Hepatitis C: Screening, Identification, and Care

Digestive Disease Week (DDW) 2015

Nancy S. Reau, MD; Lauri R. Graham

Disclosures

July 21, 2015

In This Article

Editor's Note: Following this year's Digestive Disease Week (DDW) meeting, Medscape spoke with Nancy S. Reau, MD, associate professor of medicine and staff physician in the Department of Gastroenterology at University of Chicago, about some of the issues and challenges that continue to exist in the treatment of patients with hepatitis C, as well as strategies for improvement.

Screening

Medscape: Can you briefly comment on the scope of hepatitis C, including its prevalence and incidence and who is most at risk?

Dr Reau: We used to think that the incidence and prevalence of hepatitis C were relatively stable, with the rate of new infections decreasing significantly after screening blood products and because universal precautions lowered iatrogenic exposure. Yet, up to two thirds of chronically infected individuals are unaware of their disease status.

Although physicians do recognize the risk factors associated with transmission, we haven't done a very good job of screening individuals at the highest risk for hepatitis C—those who have been exposed to other people's blood, whether it's through transfusions prior to 1992, tattooing, IV drug use and needle sharing, or being in close contact, such as the prison population or institutionalized patients.

The Centers for Disease Control and Prevention (CDC) has done a great job of looking at where the number of individuals with hepatitis C exposure concentrate, and they found that the birth cohort (individuals born between 1945 and 1965) is the way to identify about 75% of hepatitis C–infected Americans. However, this isn't going to be everybody, and if we concentrate only on the birth cohort, we're going to miss a lot of screening opportunities.

So, as clinicians, we have to ask difficult questions to our patients, about whether they have been in prison or used IV drugs, or have been involved in a high-risk sexual relationship, for example. Tattooing is now identified as a true risk factor. Previously it was difficult to isolate from other high-risk behaviors, but now, tattooing is so common, and individuals with tattoos may not have any other risk. Although I think tattoos can be done safely, the risk for exposure to hepatitis C is higher if tattooing is not in parlors with controlled circumstances.

We also recognize that there's an acute increase in hepatitis C in younger individuals. In fact, the CDC recently alerted Kentucky, Tennessee, Virginia, and West Virginia about this increase in infections.

So, while it's nothing like it used to be, there are still people who engage in high-risk behaviors and are still at risk for hepatitis C, and they need to be screened.

Medscape: You mentioned the birth cohort screening recommendation by the CDC. In your opinion, are patients routinely being screened, and do you think it has been effective? Are there ways in which it could be improved?

Dr Reau: Not every question has a straightforward, easy answer. There are absolutely places where birth cohort screening has been effectively implemented. But it's not 100% by any means, so there is room for improvement.

There are a lot of creative ways that have been used successfully. One is an electronic medical record (EMR) alert. EMR users may ignore an alert, so one strategy I have heard was that if you dismiss the alert, it automatically orders the test in a patient who has not had it done. Otherwise, if you do not want to do the test, then you have to opt out and say why you are opting out—for example, the patient has already been screened in another location. This creates more work after seeing the alert if you decide not to screen the patient.

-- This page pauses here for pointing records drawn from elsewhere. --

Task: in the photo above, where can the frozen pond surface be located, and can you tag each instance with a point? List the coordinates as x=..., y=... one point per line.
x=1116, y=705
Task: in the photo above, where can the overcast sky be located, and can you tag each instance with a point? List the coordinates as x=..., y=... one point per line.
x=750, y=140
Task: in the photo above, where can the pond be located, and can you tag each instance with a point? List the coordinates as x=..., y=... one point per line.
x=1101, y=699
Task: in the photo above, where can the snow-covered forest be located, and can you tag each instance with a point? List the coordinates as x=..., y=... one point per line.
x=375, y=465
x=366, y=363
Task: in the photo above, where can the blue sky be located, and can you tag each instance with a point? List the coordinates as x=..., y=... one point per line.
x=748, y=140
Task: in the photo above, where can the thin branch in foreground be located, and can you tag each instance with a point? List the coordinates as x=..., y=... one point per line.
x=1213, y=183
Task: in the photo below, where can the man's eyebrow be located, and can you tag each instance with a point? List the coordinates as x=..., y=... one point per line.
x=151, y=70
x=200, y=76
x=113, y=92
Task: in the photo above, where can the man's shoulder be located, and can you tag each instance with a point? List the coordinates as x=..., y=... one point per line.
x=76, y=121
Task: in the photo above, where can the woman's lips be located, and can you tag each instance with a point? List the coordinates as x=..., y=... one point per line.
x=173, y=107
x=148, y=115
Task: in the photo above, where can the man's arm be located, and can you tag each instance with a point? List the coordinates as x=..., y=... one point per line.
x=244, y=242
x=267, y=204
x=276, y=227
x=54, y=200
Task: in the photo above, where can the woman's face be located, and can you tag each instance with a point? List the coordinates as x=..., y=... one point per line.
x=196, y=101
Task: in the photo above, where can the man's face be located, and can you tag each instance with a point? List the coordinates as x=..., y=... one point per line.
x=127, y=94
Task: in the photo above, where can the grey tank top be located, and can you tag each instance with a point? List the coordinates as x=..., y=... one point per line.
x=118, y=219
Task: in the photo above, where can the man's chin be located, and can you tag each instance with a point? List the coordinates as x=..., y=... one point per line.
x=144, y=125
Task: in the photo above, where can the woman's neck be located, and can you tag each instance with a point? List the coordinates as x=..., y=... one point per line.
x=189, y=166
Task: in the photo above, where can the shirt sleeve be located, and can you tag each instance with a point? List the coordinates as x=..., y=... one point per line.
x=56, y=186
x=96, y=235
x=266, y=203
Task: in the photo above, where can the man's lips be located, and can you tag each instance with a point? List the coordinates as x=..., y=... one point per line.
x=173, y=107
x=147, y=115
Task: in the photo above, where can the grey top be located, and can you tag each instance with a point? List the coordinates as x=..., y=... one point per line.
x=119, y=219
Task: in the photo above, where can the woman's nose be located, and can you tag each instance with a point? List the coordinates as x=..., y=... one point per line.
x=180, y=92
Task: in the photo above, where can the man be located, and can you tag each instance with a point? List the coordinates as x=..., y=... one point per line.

Another way is screening at the time of colonoscopy. Hepatitis C antibody tests that reflex to confirmation (or automatically trigger a hepatitis C PCR when they are positive) can improve efficiency and then remove the bottleneck to communicating results and linking to care.

I think the point-of-care models (when everything is done at the same appointment) and places where screening, communication, and treatment can all be performed in the same location are other effective strategies. This has been effective in needle exchange programs, sexually transmitted disease clinics, and emergency rooms.

There are also nonphysician models. A nurse-led care model was very successful in screening patients at federally qualified health centers in Philadelphia.[1]Not only did screening take place in the majority of eligible patients, but confirmatory testing and communication of results were also very high (around 90%). Another way is to pair medical navigators with at-risk patients to ensure not only screening but also follow-up care.

Screening means nothing if you can't communicate the results to the patients and then link them to the next step in their treatment.